Je crois, avec le recul que j’ai aujourd’hui, que c’est ce jour là que tout avait du basculer. Je lui racontais avec engouement la passion qui liait Phèdre à Hyppolite lorsqu’il m’avait interrompue.

Les semaines défilèrent comme un souffle. Et chaque soir en rentrant chez moi, je me remémorai doucement le numéro sur le prospectus. Comme une litanie pour que demain il soit encore là. Un an passa, comme de la poussière. Un an durant lequel j’eu la possibilité de mesurer tout l’attachement qui me liait à lui. Vivre dans le silence devenait toutefois de plus en plus difficile. En moi grandissait l’étrange sensation d’appartenir simultanément à deux univers. Il y avait celui que j’avais toujours connu, la vie mutique sur mon banc silencieux dans l’orée de la nuit. Cette vie là nous la partagions à deux, lui et moi. Et puis, il y avait cette nouvelle vie où chaque émotion était un nouveau regard sur moi même, où j’apprenais le courage et où je poignardais la peur. Irrémédiablement, je savais qu’une vie serait un jour amenée à se substituer à l’autre.
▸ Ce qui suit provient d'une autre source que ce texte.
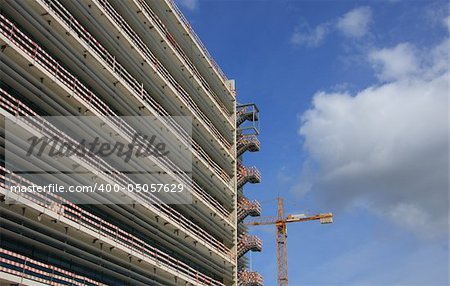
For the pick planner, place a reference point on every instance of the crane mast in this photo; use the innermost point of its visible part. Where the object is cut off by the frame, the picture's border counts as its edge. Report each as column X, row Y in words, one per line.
column 280, row 222
column 281, row 245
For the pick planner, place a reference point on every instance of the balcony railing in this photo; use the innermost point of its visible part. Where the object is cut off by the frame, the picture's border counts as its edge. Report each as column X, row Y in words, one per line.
column 102, row 228
column 59, row 74
column 197, row 40
column 247, row 143
column 171, row 40
column 25, row 267
column 29, row 117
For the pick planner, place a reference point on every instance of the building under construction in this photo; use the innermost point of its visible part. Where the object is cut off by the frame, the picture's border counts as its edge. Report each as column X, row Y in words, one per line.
column 111, row 58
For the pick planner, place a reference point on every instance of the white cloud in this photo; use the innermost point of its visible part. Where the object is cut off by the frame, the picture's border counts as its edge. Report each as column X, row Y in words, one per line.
column 395, row 63
column 355, row 23
column 447, row 23
column 387, row 145
column 312, row 38
column 189, row 4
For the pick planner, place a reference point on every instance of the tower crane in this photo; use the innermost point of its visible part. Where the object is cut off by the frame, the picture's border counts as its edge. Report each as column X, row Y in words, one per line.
column 280, row 222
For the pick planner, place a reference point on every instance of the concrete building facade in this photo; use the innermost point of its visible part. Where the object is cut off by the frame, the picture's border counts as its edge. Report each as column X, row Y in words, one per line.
column 124, row 58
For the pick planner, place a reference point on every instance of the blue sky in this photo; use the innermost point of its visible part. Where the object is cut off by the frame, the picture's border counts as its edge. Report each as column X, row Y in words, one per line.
column 354, row 120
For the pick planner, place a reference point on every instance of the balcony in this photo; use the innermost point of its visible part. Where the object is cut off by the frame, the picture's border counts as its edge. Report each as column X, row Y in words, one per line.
column 16, row 268
column 247, row 143
column 40, row 59
column 247, row 208
column 250, row 278
column 248, row 243
column 247, row 175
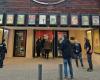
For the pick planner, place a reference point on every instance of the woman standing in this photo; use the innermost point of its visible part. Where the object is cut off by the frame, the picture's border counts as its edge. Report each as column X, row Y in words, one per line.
column 89, row 54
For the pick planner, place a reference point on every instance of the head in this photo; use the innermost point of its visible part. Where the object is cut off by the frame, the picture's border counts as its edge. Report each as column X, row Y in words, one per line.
column 86, row 40
column 3, row 40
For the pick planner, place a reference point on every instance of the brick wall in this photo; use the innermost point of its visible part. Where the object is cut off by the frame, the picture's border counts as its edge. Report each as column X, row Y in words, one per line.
column 69, row 6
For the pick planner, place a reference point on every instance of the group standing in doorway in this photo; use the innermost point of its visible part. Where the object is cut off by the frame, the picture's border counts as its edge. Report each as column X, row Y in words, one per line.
column 3, row 51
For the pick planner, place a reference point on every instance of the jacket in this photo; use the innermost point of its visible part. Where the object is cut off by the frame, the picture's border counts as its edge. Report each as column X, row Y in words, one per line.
column 66, row 49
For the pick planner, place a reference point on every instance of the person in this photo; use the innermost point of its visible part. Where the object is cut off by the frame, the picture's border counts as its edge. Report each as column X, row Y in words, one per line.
column 38, row 47
column 42, row 46
column 78, row 53
column 87, row 46
column 66, row 54
column 47, row 46
column 3, row 50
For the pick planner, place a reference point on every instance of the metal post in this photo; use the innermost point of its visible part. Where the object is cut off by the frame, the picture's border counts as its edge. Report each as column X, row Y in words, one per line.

De retour au présent, je chassai les souvenirs. Mon pouce était toujours suspendu en l’air au dessus de l’écran du portable. Le froid le rendrait presque bleu. Les yeux encore fermés, oubliant la réalité, je me voyais debout sur le bord de ma falaise. A quelques mètres s’étendaient l’inconnu et le vide. Je sentais le vent remonter du gouffre de la terre et venir caresser ma peau tandis que la peur grondante susurrait à mes entrailles. Il m’avait toujours manqué la force de persévérer. Celle de sauter à pied joint dans le vide, juste une fois. Alors que j’allais renoncer, cette fois il m’apparut. Il se tenait debout au dessus de la plaie béante qui creusait la terre et me tendait la main. J’eu envie de lui dire que j’avais peur mais il a sourit. Alors, en tremblant un peu, j’ai saisi sa main. Et, un pied après l’autre, j’ai franchi le vide.
Il était l’élan magistral et suprême, plus fort que la peur elle même. L’élan qui, allié à l’espoir, à su ériger des ponts entre les falaises du doute et de l’inconnu. Rouvrant les yeux, je suis parvenue à presser la touche « appeler ». A l’autre bout du fil, une femme m’a répondu d’une voix accueillante.

La pièce est terminée. Le rideau tombe.